Python Script for Running Inference with your Model

  1. Copy/paste the script below into VSCode, XCode, PyCharm, Spyder (or another code editor)
  2. Update the values for model/project [name], model version, api_key, and device_name within the "rf" object.
  3. Save the python file to a directory - be sure to note the directory name and file name as we'll need these later for the deployment to work.
from roboflowoak import RoboflowOak
import cv2
import time
import numpy as np

if __name__ == '__main__':
    # instantiating an object (rf) with the RoboflowOak module
    rf = RoboflowOak(model="YOUR-MODEL-ID", confidence=0.05, overlap=0.5, version="YOUR-MODEL-VERSION-#", api_key="YOUR-PRIVATE_API_KEY", rgb=True, depth=True, device=None, device_name="CHOOSE-A-DEVICE-NAME", blocking=True)
    while True:
        t0 = time.time()
        result, frame, raw_frame, depth = rf.detect(visualize=True)
        predictions = result["predictions"]
        #{
        #    predictions:
        #    [ { 
        #        x: (middle),
        #        y:(middle),
        #        width: ,
        #        height: ,
        #        depth: ###->,
        #        confidence: ,
        #        class: ,
        #        mask: { }
        #       }
        #    ]
        #}
        #frame - frame after preprocs, with predictions
        #raw_frame - original frame from your OAK
        #depth - depth map for raw_frame, center-rectified to the center camera
        #To access specific values within "predictions" use: [p.json() for p[a] in predictions]
        # set "a" to the index value you are attempting to access
        # Example: accessing the "y"-value: [p.json() for p[1] in predictions]
    
        t = time.time()-t0
        print("INFERENCE TIME IN MS ", 1/t)
        print("PREDICTIONS ", [p.json() for p in predictions])
    
        # setting parameters for depth calculation
        max_depth = np.amax(depth)
        cv2.imshow("depth", depth/max_depth)
        # displaying the video feed as successive frames
        cv2.imshow("frame", frame)
    
        # how to close the OAK inference window / stop inference: CTRL+q or CTRL+c
        if cv2.waitKey(1) == ord('q'):
            break

Remember: Do not reveal your private API Key to anyone. You can  revoke your API key to receive a new one if it is compromised.

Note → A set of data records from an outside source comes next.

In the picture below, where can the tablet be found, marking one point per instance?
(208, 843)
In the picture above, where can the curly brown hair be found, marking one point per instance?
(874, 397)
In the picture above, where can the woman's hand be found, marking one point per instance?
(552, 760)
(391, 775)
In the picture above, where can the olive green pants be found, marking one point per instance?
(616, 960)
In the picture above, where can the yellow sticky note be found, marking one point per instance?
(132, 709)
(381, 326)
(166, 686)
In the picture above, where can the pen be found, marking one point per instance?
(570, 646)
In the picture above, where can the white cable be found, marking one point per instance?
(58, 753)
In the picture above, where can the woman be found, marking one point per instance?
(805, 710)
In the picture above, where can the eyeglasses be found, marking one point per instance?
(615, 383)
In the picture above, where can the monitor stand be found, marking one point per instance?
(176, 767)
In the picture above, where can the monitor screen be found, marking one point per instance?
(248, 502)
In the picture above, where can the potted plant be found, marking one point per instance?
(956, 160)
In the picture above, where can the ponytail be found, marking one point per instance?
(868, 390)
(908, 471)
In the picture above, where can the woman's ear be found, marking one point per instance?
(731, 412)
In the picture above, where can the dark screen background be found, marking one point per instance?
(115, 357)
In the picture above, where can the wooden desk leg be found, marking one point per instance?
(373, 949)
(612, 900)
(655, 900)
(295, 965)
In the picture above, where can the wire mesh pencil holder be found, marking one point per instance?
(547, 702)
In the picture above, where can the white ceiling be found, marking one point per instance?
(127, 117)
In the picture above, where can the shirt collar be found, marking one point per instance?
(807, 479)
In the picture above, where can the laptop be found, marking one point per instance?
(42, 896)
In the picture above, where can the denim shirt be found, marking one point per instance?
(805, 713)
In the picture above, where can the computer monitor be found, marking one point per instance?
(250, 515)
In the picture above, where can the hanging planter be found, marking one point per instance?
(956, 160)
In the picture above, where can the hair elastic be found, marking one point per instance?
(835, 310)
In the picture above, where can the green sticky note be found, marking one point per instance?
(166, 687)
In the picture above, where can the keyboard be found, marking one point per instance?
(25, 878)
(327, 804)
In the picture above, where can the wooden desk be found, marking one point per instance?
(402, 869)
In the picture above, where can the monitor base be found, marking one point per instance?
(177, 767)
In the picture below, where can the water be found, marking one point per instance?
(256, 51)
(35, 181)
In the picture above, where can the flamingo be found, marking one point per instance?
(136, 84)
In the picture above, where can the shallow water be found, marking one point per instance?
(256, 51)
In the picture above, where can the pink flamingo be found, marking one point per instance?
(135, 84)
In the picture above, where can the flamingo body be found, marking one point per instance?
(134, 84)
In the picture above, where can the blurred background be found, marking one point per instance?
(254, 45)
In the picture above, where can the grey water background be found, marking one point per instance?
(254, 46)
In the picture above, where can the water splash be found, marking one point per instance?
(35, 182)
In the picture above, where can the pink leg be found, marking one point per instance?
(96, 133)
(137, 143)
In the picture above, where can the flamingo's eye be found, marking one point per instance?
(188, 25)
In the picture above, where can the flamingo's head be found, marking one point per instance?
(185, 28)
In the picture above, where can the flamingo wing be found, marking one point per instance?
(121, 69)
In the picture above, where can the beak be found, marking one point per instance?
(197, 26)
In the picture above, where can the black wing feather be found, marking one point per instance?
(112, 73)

Running Inference: Deployment

  1. On your host device, re-open your terminal and change to the directory (within your terminal) in which you saved your Python script (file).
  2. Connect your OAK device to the host system with a USB-C to USB-C or USB-C to USB-A cable (or with an ethernet cord if you're using an OAK PoE device).
  3. Enter the code below (after replacing the placeholder text with the path to your Python script)
python3 [YOUR-PYTHON-FILE].py

Voilà! It works!

Face Detection model running on the OAK.Face Detection model running on the OAK.

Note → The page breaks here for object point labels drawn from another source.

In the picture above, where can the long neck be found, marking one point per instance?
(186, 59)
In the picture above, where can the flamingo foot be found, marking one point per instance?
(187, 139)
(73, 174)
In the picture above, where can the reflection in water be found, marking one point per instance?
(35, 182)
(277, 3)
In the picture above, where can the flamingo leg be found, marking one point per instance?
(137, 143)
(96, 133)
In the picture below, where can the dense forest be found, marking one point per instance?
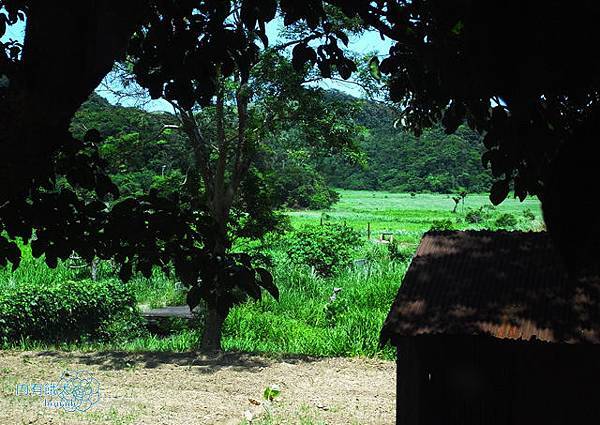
(144, 152)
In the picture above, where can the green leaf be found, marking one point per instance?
(499, 192)
(374, 68)
(266, 281)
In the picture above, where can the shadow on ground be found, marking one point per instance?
(199, 361)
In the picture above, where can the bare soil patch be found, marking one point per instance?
(191, 388)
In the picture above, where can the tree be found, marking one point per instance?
(230, 139)
(453, 61)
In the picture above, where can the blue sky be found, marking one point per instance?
(369, 42)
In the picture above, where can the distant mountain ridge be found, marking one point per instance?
(399, 161)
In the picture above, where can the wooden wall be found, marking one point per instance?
(444, 380)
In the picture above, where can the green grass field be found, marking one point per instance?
(405, 215)
(298, 323)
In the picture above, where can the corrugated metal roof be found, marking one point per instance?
(504, 284)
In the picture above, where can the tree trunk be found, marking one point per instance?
(213, 328)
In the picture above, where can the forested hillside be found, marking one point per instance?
(142, 154)
(400, 162)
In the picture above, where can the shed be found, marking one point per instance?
(490, 329)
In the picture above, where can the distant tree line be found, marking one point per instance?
(396, 160)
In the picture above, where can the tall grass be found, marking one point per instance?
(299, 322)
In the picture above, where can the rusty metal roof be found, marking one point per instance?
(503, 284)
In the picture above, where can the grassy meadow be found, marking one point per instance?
(304, 321)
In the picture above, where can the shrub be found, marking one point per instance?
(437, 225)
(506, 221)
(478, 215)
(397, 254)
(62, 311)
(327, 248)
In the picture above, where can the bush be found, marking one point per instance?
(478, 215)
(63, 311)
(327, 248)
(438, 225)
(506, 221)
(397, 254)
(528, 214)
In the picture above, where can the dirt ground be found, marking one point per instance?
(190, 388)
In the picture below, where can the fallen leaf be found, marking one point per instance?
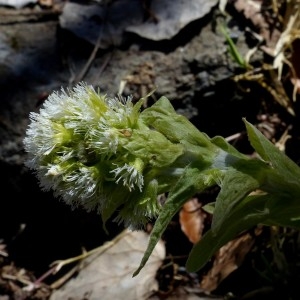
(228, 258)
(109, 275)
(191, 219)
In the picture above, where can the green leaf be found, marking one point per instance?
(235, 187)
(247, 213)
(162, 117)
(191, 182)
(285, 166)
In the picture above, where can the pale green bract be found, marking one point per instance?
(107, 154)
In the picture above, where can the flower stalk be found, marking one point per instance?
(108, 155)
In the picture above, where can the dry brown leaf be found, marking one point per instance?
(227, 259)
(109, 275)
(191, 219)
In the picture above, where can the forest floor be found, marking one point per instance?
(134, 47)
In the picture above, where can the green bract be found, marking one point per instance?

Where do we go from here? - Model Improvements

You may notice low confidence or false detections when you first begin using your model. Use Roboflow's Python package for help in implementing active learning to programmatically sample new images and increase the size of your dataset and improve your model. This will make quickly reducing the occurrence of false detections and improving the confidence level of detections a more seamless process.